Sweet Christmas, what are they doing over there? Netflix announced today that they’ve taken the axe to Marvel’s Luke Cage after just two seasons. This leaves the streaming channel with just two currently running Marvel shows: Daredevil, which just premiered its third season, and Jessica Jones, which premieres its third next year. Netflix and Marvel released this joint statement this evening:
Unfortunately, Marvel’s Luke Cage will not return for a third season. Everyone at Marvel Television and Netflix is grateful to the dedicated showrunner, writers, cast and crew who brought Harlem’s Hero to life for the past two seasons, and to all the fans who have supported the series.”
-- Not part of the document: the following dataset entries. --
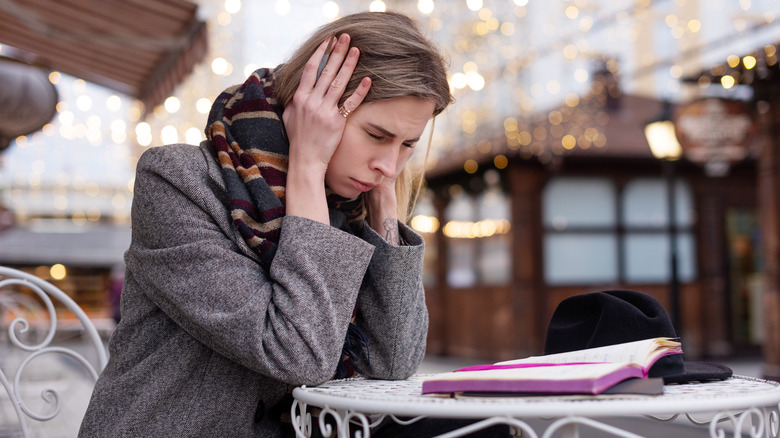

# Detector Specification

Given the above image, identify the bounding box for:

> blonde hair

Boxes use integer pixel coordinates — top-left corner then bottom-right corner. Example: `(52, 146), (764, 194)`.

(274, 12), (453, 221)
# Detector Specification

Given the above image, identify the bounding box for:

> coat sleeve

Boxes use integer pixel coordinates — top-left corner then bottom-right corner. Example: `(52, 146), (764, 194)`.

(126, 148), (374, 385)
(355, 223), (428, 379)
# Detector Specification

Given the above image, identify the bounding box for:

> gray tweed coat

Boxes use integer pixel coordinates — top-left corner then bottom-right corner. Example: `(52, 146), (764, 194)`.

(79, 142), (428, 438)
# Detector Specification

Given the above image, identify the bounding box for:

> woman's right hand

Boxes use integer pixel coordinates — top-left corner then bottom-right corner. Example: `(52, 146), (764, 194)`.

(282, 34), (371, 224)
(282, 34), (371, 178)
The same thing happened to Iron Fist last week, and it was assumed by the press that Disney had a hand in it because they were now pushing all their effort into their own streaming service, not Netflix. During the Luke Cage announcement, Netflix took some time to clarify. Netflix COO Sarandos said, “Those shows are for us to cancel. And we’re super happy with their performance so far.” But not enough?
It isn’t just Marvel Netflix is getting rid of. They announced Orange is the New Black will be ending at Season 7, and that Fuller House will wrap up with Season 4. We already know House of Cards will end with its next season and Kimmy Schmidt previously announced it would end at Season 4 on its own terms. Netflix is losing just about every show that we’ve grown to associate with the stream.
Frankly, Netflix’s behavior over the past few months completely baffles us. Taking an axe to nearly all their culturally relevant programming would at least make a little sense if they had some newer big brands to lean back on, but they don’t. Netflix has accelerated the pace of their Original Show Premieres so quickly that barely anything has a chance to get a toehold into the zeitgeist before it’s swept off the main screen for something else.
We can only guess that this is intentional and emblematic of a shift in strategy. In this sense Netflix would apparently see their future not as a deliverer of relevant and buzzworthy television, but as a pipeline flowing an endless slurry of disposable, mindless shows that mean nothing. Which….isn’t good.